Semantic Search with Solr and Python Numpy

Built upon Lucene, Solr provides fast, highly scalable, and easily maintainable full-text search capabilities. However, under the hood, Solr is really just a sophisticated token-matching engine. What’s missing? — Semantic Search!

Consider three, somewhat silly documents:

  1. Yellow banana peels.
  2. A banana is a long yellow fruit.
  3. This mystery fruit is long and yellow and has a peel.

Now what happens if you search for the term “banana”. Under normal circumstances you only get back the first and second document. But why shouldn’t you also get back the third document? It’s obviously talking about bananas!

Semantic Search via Collaborative Filtering

Colleague Doug Turnbull and I recently set about to right this wrong with help from a machine learning technique called collaborative filtering. Collaborative filtering is most often used as a basis for recommendation algorithms. For example, collaborative filtering algorithms were the central focus of the now-famous Netflix Prize which awarded $1Million to the team which could build the best movie recommendation engine. When dealing with recommendations, collaborative filtering works by mathematically identifying commonalities in groups of users based upon the movies that they enjoyed. Then, if you appear to fall in one of those groups, the recommendation engine will point you towards a movie that a) you haven’t watched and b) you are likely to enjoy.

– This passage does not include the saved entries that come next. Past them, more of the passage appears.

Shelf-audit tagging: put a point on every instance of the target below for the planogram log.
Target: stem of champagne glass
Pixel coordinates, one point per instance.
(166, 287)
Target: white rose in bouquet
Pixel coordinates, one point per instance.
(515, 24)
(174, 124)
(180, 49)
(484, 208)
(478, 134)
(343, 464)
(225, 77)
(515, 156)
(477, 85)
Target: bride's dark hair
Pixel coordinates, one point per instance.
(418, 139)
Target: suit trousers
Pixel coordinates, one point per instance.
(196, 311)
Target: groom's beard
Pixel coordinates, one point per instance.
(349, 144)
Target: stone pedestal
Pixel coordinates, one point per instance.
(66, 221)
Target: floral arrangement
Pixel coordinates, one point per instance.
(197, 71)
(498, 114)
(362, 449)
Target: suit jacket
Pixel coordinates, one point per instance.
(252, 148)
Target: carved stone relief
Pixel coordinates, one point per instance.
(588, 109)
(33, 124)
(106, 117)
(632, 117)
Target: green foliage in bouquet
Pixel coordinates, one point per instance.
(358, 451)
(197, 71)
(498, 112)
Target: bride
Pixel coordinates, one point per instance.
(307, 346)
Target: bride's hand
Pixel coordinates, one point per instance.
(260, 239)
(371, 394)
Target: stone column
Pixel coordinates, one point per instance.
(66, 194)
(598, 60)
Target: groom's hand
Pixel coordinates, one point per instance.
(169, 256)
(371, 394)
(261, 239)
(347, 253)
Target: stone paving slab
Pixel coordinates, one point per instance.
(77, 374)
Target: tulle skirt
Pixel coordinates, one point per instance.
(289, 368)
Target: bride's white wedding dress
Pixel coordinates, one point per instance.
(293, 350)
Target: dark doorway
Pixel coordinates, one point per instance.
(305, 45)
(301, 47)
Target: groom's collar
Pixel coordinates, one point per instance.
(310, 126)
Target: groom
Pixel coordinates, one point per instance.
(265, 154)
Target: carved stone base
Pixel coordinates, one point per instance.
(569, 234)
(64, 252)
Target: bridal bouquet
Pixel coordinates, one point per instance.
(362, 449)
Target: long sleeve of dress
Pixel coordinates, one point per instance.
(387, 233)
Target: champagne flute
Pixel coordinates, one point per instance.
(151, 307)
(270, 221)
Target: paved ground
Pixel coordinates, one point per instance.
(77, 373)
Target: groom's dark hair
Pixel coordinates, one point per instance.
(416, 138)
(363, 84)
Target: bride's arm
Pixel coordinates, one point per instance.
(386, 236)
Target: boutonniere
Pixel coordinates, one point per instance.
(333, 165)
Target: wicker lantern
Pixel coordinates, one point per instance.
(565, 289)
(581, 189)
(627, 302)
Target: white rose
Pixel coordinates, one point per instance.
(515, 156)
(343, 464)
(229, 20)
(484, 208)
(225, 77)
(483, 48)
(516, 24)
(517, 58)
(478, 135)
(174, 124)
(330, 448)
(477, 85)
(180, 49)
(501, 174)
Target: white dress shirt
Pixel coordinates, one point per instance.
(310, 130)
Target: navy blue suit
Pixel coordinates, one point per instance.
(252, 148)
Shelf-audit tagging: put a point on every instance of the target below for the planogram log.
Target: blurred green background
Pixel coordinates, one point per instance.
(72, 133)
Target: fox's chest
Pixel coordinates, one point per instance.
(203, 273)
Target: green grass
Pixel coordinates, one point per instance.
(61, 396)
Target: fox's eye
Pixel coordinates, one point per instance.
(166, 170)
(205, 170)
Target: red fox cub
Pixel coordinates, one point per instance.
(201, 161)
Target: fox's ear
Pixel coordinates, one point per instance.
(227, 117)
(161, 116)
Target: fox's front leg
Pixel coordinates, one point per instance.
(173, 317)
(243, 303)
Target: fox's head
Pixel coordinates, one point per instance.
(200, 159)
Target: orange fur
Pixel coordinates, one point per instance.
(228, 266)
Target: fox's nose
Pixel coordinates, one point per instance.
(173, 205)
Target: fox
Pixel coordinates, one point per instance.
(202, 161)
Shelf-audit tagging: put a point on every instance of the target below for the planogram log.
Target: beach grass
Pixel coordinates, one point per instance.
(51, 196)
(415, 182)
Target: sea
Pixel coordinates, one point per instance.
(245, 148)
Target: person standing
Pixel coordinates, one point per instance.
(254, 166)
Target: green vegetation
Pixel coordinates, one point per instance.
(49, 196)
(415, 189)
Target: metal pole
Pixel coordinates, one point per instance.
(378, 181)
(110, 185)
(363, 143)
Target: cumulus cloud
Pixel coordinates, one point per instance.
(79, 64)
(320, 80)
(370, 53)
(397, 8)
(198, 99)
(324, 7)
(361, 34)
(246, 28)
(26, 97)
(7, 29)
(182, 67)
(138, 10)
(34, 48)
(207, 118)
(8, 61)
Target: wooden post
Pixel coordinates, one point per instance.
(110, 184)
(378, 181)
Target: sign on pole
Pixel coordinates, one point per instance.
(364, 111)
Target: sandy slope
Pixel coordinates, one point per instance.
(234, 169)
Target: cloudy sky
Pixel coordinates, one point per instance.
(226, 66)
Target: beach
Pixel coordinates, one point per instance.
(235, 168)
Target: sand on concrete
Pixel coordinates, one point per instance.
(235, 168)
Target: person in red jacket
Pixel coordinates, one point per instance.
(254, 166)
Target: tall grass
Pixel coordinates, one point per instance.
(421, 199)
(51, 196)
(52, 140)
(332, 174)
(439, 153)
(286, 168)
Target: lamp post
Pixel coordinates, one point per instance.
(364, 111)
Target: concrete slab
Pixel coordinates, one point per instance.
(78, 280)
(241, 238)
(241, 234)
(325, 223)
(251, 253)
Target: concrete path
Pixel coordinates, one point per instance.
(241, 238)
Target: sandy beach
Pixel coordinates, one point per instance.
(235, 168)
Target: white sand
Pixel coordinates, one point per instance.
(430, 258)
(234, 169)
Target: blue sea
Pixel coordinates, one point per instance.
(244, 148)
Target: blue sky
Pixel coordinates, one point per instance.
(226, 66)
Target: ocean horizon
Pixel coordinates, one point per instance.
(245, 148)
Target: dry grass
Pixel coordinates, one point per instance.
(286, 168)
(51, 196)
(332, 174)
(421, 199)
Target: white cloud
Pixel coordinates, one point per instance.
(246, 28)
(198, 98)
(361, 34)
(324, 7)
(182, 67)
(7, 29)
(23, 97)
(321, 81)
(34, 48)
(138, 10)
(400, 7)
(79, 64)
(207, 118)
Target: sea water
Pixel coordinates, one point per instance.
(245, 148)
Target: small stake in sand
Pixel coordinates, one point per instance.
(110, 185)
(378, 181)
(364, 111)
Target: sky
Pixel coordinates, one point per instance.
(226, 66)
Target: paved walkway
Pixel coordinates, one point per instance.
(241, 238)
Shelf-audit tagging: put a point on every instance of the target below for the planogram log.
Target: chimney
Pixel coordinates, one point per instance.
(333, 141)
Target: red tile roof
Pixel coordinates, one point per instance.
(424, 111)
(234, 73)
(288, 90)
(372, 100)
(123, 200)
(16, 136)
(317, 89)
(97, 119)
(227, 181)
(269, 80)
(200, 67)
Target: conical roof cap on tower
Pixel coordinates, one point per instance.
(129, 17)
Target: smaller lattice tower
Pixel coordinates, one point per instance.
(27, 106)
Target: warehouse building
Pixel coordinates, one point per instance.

So what does this have to do with Semantic Search? Everything! In just the same way that certain users gravitate towards certain movies, certain words commonly co-occur in the same documents. When working with Semantic Search, rather than recommending user to movies that they would likely enjoy, we are going to identify words that are likely to belong in a given document, whether or not they actually occurred there. The math is exactly the same!

Here’s how the process works:

  • First we identify a text field of interest in our documents and extract the associated term-document matrix for external processing. Each element of this term-document matrix indicates the strength of a particular term within a particular document (where strength can be anything, but will likely be either term frequency or TF*IDF).
  • Next, collaborative filtering is applied to the term-document matrix which effectively generates a pseudo-term-document matrix. This pseudo-term-document matrix is the same size and shape as the original term-document matrix and references the same terms and documents, but the numbers are slightly different. These new values indicate the strength that a particular term should have in a particular document once noisy data is removed.
  • Finally, the high-scoring values in the pseudo-term-document matrix are mapped back to the associated terms. These terms are then injected back into Solr in a new field which can be used for Semantic Search.

Demo Time!

So let’s consider an example case. As in plenty of our previous posts, we will be using the Science Fiction Stack Exchange. Why? Because we’re all nerds and with such a familiar topic, we can quickly intuit whether or not a search is returning relevant results. In this data set, the field of interest is the Body field because it contains the contents of all questions and answers.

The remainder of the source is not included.